До сих пор считая себя не способным съесть такую гадость как йогурт, Хромцов положил здоровую руку на стол и поддел пальцем крышечку. Их игра сейчас казалась ему приятным разнообразием в сравнении с буднями, когда всем и каждому хотелось получить больше выгоды из общения с ним. Хотелось настолько явно, что он уже давно впал в скуку. Скуку важного человека.
– Понятно. Передо мной невозможная розовая слизь, – прогрохотал он голосом – хладнокровным самоцветом тирана на четвертом десятке. Голосом, поставленным за долгие годы главенства в преимущественно мужском рабочем коллективе. И губы его чуть задрожали, удерживая пластиковую ложечку и последовавший далее вопрос: – Ты только скажи мне, Поля, – вкрадчиво спросил он, – с каких это пор, школьницы рискуют здоровьем, чтобы спасти жизнь и здоровье совершенно незнакомого им человека?
– Ах, это… – вымолвила Полина, поразмыслив. – Ну… назовем это моим обостренным чувством справедливости.
Страшно черствый, Хромцов на секунду смолк.
Гордость за Полину клином впилась в его сердце.
И снова бездна циничных реальностей жизни втянула его.
– Она сделала это из чувства справедливости… Какая ты дура, я даже куском клубники подавился, – прошептал он ближе к концу стаканчика. Затем вздохнул, посмотрел на часы и, решив, что еще все равно не стемнело, медленно на нее оглянулся. Хромцов тщательно играл ленивой дразнящей улыбкой, чтобы девчонка не поняла, что он попался. Почти убит в самое сердце. В который раз за сегодня.
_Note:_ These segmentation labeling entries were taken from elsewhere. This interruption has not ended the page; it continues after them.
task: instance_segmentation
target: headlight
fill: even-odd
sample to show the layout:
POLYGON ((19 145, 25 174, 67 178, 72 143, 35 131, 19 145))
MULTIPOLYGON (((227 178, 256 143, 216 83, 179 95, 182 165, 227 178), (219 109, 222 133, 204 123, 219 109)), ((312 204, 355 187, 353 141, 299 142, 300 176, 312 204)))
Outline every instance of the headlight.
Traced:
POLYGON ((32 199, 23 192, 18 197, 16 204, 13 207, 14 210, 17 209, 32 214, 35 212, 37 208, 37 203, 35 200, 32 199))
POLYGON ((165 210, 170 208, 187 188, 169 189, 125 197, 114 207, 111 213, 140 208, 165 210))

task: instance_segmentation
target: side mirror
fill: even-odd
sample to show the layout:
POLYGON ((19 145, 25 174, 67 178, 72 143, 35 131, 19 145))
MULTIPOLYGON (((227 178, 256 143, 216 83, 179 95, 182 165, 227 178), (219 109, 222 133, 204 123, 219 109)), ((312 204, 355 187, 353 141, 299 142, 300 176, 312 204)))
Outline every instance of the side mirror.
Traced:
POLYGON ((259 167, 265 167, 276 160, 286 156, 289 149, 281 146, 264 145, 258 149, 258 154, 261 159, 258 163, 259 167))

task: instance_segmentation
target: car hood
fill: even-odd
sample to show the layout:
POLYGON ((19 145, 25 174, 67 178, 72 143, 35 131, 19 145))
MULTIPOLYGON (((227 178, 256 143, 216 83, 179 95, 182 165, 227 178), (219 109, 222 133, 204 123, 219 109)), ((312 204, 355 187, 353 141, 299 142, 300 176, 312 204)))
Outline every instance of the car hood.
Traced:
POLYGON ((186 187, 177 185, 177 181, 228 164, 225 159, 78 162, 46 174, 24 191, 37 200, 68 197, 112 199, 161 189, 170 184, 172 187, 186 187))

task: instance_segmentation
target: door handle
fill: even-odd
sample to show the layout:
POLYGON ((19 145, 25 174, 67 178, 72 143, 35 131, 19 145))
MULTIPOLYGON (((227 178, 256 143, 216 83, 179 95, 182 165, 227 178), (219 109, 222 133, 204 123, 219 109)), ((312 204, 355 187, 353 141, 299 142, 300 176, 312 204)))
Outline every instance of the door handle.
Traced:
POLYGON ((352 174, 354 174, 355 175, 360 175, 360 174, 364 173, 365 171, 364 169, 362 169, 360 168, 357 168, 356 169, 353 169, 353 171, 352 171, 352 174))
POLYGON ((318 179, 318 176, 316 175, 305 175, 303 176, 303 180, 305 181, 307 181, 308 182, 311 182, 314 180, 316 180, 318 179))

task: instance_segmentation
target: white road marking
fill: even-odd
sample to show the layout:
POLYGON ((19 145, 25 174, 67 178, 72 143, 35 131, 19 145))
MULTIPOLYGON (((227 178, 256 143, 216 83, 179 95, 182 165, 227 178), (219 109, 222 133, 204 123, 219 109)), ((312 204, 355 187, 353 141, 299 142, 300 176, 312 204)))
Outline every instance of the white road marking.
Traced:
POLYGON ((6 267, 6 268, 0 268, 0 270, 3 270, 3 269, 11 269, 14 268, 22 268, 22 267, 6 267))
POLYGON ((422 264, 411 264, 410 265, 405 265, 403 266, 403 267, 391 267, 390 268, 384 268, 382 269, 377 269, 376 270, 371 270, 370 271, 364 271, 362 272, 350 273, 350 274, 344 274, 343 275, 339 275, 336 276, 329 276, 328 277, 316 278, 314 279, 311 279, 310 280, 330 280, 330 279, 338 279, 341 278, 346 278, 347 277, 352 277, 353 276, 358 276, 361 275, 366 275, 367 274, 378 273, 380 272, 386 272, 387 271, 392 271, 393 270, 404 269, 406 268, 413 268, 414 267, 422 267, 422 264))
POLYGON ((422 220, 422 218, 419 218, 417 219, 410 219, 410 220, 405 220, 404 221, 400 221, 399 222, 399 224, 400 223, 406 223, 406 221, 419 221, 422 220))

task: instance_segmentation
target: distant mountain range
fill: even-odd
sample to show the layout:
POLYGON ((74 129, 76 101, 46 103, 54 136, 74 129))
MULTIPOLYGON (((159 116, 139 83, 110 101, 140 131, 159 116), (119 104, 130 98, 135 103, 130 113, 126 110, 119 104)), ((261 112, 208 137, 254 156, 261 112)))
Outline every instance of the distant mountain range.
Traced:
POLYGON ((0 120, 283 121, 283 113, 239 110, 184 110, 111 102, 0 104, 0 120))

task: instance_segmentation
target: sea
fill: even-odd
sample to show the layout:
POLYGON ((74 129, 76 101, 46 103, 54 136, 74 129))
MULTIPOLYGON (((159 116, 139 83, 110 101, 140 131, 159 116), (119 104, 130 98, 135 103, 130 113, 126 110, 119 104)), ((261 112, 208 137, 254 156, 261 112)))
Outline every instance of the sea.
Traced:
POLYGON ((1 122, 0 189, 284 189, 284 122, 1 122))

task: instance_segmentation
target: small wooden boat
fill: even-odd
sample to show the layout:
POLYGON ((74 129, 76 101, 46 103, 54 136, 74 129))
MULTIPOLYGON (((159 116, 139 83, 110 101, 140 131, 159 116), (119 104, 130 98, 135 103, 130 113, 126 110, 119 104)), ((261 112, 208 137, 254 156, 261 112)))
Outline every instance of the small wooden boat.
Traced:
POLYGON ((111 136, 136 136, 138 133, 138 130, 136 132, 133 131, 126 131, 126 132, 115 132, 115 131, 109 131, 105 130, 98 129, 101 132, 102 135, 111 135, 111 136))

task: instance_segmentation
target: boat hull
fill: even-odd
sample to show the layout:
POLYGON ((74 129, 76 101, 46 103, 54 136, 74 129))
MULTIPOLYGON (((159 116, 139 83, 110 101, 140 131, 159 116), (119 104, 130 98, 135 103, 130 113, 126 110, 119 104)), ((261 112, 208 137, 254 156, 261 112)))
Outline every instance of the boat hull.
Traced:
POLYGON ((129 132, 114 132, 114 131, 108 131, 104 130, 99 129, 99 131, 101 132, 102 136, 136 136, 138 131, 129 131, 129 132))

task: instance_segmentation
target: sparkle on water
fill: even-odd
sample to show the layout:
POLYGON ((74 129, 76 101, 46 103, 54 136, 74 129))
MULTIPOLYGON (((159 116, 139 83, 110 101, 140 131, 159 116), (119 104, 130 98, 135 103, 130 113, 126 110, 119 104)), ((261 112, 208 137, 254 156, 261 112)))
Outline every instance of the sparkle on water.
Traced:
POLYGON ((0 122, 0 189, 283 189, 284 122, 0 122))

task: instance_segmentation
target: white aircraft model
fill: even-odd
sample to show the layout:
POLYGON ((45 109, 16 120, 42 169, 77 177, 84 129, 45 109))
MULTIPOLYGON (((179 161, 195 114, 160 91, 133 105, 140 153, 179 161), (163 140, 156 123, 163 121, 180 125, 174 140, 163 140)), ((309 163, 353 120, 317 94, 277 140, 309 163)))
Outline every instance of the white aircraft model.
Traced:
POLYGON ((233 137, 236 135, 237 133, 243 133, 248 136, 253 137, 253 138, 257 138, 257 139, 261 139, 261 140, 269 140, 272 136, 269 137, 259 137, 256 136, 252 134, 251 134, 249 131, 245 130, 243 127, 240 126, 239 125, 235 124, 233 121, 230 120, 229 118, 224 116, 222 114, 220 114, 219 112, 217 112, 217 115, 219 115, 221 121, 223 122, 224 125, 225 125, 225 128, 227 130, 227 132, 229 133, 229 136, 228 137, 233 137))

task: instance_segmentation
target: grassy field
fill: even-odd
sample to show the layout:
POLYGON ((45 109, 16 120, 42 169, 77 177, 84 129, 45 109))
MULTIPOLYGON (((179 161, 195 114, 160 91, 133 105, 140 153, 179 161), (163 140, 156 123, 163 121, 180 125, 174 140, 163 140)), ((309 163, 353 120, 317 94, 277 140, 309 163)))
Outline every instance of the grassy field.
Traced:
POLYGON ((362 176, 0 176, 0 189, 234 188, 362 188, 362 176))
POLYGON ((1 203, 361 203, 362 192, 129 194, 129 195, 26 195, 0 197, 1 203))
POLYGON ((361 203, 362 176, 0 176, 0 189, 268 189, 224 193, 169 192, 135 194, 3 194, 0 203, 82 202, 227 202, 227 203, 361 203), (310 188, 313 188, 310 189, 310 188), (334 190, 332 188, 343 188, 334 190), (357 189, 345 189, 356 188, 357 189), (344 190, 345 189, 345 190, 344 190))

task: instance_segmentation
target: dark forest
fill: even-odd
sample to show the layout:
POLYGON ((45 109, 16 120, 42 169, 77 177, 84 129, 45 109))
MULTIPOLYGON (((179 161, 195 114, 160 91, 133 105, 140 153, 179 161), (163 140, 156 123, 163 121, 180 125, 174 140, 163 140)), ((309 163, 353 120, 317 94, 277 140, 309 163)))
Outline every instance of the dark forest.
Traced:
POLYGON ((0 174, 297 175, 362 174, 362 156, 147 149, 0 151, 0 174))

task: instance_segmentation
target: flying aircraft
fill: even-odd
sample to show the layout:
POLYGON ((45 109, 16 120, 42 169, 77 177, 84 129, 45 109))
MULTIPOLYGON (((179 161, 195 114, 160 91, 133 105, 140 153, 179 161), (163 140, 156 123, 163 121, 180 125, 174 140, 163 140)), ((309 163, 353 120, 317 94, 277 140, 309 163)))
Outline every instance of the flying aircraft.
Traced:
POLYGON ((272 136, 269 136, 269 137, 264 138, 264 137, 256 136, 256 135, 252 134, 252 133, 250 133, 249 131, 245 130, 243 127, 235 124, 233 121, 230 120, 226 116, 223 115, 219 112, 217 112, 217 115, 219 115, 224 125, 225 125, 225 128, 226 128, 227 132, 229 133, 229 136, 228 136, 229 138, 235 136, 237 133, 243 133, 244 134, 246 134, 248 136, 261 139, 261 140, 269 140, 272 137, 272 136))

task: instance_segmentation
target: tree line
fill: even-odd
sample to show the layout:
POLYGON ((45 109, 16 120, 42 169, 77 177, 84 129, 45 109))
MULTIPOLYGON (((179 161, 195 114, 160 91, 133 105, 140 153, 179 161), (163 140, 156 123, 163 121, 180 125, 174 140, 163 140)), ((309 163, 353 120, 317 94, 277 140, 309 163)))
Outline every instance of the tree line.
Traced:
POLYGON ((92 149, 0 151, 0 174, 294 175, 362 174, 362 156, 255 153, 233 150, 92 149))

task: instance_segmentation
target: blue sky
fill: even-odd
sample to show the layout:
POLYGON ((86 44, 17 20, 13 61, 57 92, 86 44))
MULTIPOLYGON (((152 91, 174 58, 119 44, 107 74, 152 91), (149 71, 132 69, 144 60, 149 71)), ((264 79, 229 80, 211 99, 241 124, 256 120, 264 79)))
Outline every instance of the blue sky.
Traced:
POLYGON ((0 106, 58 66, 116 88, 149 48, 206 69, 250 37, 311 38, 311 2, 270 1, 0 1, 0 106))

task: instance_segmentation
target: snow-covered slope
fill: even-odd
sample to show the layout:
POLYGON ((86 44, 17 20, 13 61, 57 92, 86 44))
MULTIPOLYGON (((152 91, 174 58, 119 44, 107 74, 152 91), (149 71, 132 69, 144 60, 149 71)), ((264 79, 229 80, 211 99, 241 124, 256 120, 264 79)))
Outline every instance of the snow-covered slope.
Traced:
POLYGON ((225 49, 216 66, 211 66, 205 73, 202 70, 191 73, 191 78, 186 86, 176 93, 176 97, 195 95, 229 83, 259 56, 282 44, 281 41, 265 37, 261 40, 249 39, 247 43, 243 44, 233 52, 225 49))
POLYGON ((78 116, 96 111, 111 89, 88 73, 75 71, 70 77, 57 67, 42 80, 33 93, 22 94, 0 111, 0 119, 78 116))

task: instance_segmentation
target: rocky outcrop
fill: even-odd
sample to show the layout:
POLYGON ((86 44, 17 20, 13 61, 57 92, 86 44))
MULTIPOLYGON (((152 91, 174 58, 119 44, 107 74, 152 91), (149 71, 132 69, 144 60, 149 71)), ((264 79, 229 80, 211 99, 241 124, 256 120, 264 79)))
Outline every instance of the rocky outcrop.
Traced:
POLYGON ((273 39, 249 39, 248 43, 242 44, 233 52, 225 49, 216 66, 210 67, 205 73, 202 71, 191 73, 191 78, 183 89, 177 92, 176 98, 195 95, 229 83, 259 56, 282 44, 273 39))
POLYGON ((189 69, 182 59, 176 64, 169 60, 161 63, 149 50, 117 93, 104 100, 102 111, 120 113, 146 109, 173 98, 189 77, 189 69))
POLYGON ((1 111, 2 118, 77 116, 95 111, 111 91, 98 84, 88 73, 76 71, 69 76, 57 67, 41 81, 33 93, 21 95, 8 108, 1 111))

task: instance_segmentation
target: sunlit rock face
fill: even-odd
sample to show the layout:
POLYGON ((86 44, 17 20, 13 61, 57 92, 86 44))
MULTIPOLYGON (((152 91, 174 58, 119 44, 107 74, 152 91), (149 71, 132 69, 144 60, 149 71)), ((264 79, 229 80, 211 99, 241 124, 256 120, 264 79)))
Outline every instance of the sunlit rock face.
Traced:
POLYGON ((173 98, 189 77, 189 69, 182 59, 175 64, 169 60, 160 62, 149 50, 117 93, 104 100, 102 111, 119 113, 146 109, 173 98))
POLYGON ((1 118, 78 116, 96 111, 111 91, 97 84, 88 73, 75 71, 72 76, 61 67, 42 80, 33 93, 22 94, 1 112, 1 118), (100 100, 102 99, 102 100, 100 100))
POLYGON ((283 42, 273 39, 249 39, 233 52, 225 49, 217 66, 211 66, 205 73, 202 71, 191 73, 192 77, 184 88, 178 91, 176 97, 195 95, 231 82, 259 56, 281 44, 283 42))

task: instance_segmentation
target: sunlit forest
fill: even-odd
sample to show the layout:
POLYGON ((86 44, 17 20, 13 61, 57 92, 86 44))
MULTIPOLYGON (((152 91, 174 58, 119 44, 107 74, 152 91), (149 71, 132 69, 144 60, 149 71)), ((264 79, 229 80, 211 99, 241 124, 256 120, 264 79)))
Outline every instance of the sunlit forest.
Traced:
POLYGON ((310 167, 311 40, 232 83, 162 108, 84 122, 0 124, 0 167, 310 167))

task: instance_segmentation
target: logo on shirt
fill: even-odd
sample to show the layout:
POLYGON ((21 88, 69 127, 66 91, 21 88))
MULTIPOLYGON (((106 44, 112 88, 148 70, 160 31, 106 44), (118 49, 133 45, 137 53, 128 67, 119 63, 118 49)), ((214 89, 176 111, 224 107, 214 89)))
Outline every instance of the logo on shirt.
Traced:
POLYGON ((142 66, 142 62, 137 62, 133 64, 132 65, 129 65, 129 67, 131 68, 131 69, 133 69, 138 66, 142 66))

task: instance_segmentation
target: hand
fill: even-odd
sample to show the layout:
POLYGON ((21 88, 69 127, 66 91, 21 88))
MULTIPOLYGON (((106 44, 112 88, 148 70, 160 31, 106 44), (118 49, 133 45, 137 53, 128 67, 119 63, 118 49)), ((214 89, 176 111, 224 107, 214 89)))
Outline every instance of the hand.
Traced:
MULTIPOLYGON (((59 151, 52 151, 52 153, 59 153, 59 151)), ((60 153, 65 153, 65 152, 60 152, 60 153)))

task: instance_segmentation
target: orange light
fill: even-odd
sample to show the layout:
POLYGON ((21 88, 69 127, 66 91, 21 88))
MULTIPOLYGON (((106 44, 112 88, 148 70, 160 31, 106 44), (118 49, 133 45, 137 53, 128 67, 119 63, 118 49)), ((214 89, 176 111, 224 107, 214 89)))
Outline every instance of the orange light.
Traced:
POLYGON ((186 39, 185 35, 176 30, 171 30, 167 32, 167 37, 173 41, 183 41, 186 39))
– Кроме того, я не школьница. Студентка, – прибавила Полина, списав его внезапную грубость на неважное самочувствие. До нее вдруг дошло, что и Дима в свою очередь мало чего про нее знает. И поскольку рядом никого не было, кто бы должным образом их друг другу представил, она решилась исправить это дело сама: – Я – второкурсница, скажем так, новоиспеченная. Поздравь меня, на днях я сдала экзамены на пятерки. Прямо хоть корону надевай да к английской королеве в гости. А ты-то кто такой, мать твою?